I understand that there are compatibalist views which support both free will and determinism, but you stated multiple times that you don't believe in those, and that we'd need freedom to have any choice, and so any responsibility. For the last couple of paragraphs though you suddenly mentioned "choice" a dozen times. I'm confused...
We would need to be all-knowing and all-powerful to be able to do everything we want to do and to refrain from doing everything we don’t want to do and to have complete control over everything that exists. I am sorry that you are confused. Has reading everything I have said above helped you to understand what I am talking about? I have never said that we don’t make choices. I have said many times that we make choices and these choices are not free from determinants and constraints. These choices are determined and constrained by our genes, environments from conception to the present, nutrients from conception to the present, and experiences from the womb to the present.
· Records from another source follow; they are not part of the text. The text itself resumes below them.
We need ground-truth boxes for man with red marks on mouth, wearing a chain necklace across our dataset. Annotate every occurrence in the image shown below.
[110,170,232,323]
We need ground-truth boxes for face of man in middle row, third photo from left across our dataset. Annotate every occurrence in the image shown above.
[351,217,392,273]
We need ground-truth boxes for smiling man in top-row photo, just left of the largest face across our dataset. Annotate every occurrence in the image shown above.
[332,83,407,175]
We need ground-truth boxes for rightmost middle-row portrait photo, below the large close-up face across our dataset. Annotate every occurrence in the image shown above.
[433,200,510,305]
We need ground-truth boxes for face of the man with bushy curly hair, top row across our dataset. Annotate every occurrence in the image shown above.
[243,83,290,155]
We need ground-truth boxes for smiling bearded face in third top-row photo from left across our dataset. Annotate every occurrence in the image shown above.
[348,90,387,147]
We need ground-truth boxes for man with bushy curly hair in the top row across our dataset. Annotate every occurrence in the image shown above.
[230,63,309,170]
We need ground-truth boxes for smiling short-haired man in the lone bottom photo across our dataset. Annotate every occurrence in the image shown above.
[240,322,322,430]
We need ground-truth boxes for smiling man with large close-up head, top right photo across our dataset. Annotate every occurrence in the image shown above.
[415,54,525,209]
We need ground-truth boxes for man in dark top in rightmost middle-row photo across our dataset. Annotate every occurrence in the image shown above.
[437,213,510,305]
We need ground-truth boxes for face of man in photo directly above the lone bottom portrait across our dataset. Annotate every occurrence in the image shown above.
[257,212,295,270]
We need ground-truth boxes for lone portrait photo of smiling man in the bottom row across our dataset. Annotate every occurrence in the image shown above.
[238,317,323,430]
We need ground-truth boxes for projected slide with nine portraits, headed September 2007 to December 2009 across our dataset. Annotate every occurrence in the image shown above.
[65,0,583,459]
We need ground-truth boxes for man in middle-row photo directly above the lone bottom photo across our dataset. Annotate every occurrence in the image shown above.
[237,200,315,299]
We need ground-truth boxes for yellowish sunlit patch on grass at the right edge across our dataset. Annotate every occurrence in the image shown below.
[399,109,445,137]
Yes, your thought experiment about connecting the trigger of a gun to the spin of subatomic particles is interesting. However, that is not how the macroscopic world works. Quantum decoherence is the reason the macroscopic world does not exhibit the superposition, indeterminacy, and entanglement that exist in the quantum world. Quantum decoherence is the reason the macroscopic world is deterministic despite quantum indeterminacy.
I hope that I have explained everything clearly. If you have any questions, please ask. If you can prove me wrong, please do. Thank you.